Tim Hardaway Jr. struggles to find flow in No. 14 Michigan's loss at Virginia
Hardaway had a performance to forget in the 14th-ranked Michigan basketball team's 70-58 loss at Virginia during the Big Ten/ACC Challenge, finishing with just five points on 2-for-9 shooting in 25 minutes.
"It was a learning experience that I have to learn from," Hardaway said following the defeat.
Entering the game, Hardaway was coming off one of the stronger weeks of his young career. He averaged 20 points over a three-game stretch to earn a spot on the 2011 Maui Invitational all-tournament team.
On Tuesday, the good vibes never got started.
Hardaway was whistled for two fouls in the game's first six minutes, and never found his groove. He was scoreless in the first half, and was completely taken away by Virginia's defensive efforts in the second.
"Tim's not going to be the last guy in here that's a high-profile (player) that they play a lot of attention to," Michigan coach John Beilein said. "He's going to have to make tough shots against them, and he had a tough night.
"But he'll bounce back."
Beilein said he never considered re-entering Hardaway in the first half after he picked up the two early fouls. Then again, he really didn't need to. The Wolverines only found themselves down one point entering the half.

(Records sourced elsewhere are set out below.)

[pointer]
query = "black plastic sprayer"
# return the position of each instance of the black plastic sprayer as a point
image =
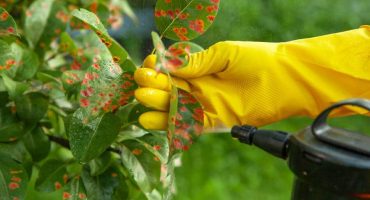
(328, 163)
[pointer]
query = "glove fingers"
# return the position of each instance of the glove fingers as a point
(154, 120)
(153, 98)
(213, 60)
(146, 77)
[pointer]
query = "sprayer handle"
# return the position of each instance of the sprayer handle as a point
(341, 137)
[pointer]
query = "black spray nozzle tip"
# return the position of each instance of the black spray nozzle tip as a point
(244, 133)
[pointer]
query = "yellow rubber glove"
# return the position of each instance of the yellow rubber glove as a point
(258, 83)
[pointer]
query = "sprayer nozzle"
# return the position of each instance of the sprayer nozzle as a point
(274, 142)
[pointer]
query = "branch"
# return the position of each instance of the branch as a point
(65, 143)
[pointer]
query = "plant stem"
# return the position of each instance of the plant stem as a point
(65, 143)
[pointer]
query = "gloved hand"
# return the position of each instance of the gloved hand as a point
(259, 83)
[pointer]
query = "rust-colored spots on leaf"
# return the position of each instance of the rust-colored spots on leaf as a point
(157, 147)
(4, 16)
(13, 185)
(84, 103)
(16, 179)
(65, 178)
(116, 59)
(81, 195)
(137, 152)
(197, 25)
(199, 6)
(62, 16)
(67, 195)
(57, 185)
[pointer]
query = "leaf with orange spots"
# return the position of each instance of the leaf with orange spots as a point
(13, 178)
(7, 23)
(52, 176)
(183, 20)
(88, 137)
(74, 190)
(7, 57)
(105, 88)
(185, 120)
(119, 54)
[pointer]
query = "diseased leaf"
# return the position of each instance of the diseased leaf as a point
(74, 190)
(185, 19)
(52, 176)
(119, 54)
(7, 23)
(105, 88)
(185, 120)
(104, 185)
(31, 107)
(90, 138)
(13, 179)
(37, 144)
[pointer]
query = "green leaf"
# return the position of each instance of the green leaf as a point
(36, 20)
(11, 132)
(74, 190)
(90, 138)
(100, 164)
(142, 164)
(119, 54)
(105, 88)
(52, 176)
(185, 120)
(7, 57)
(56, 23)
(37, 144)
(15, 89)
(26, 63)
(126, 9)
(176, 56)
(31, 107)
(7, 23)
(104, 185)
(16, 150)
(72, 79)
(13, 179)
(67, 44)
(184, 19)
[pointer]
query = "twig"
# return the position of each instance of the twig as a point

During the second round of the Maui Invitational against Duke, Hardaway was held scoreless in the first half, but broke out to score 19 second-half points in a narrow loss.
That second wind never came Tuesday against Virginia, and Michigan had no answer because of it.
Zack Novak and Trey Burke picked up some of Hardaway's slack in the first half, combining to score 15 points in his absence.
But with Hardaway stuck in a funk during the second, the Wolverines couldn't muster up any external offense to limit Virginia's eventual game-icing 15-0 run.
"I think (the coaches) got us some stuff, guys got open looks," Novak said of the second-half struggles. "A couple times we didn't take them, a couple times we didn't score. But we have total trust in our coaches.
"We still got decent looks, we just didn't knock them down."
Michigan senior guard Stu Douglass said Hardaway's early foul trouble wasn't just new for Hardaway, but the entire team in general.
Douglass said the rest of the roster can learn from the situation, though, and be better prepared if it happens again.
"They started off trying to attack Tim, trying to get him in foul trouble and the first play of the game they drove right at him," Douglass said. "So when Tim goes out that puts pressure on us, and it also keeps it on us in the second half.
"It's something we'll all learn from. I don't know if Tim has ever really been in foul trouble like that. It's a good learning experience, and it's something you can't prepare for in practice. We'll learn and get a lot better from it."
Beilein wouldn't read too much into his star's poor performance Tuesday, saying he's confident Hardaway will respond.
Hardaway kept the same attitude, giving Virginia credit and moving forward to Michigan's upcoming contest Saturday against Iowa State.
There might not be a reset button, but there's always the next game.
"They just did their job," he said. "We just have to learn from our mistakes and come back on Saturday with a different mentality."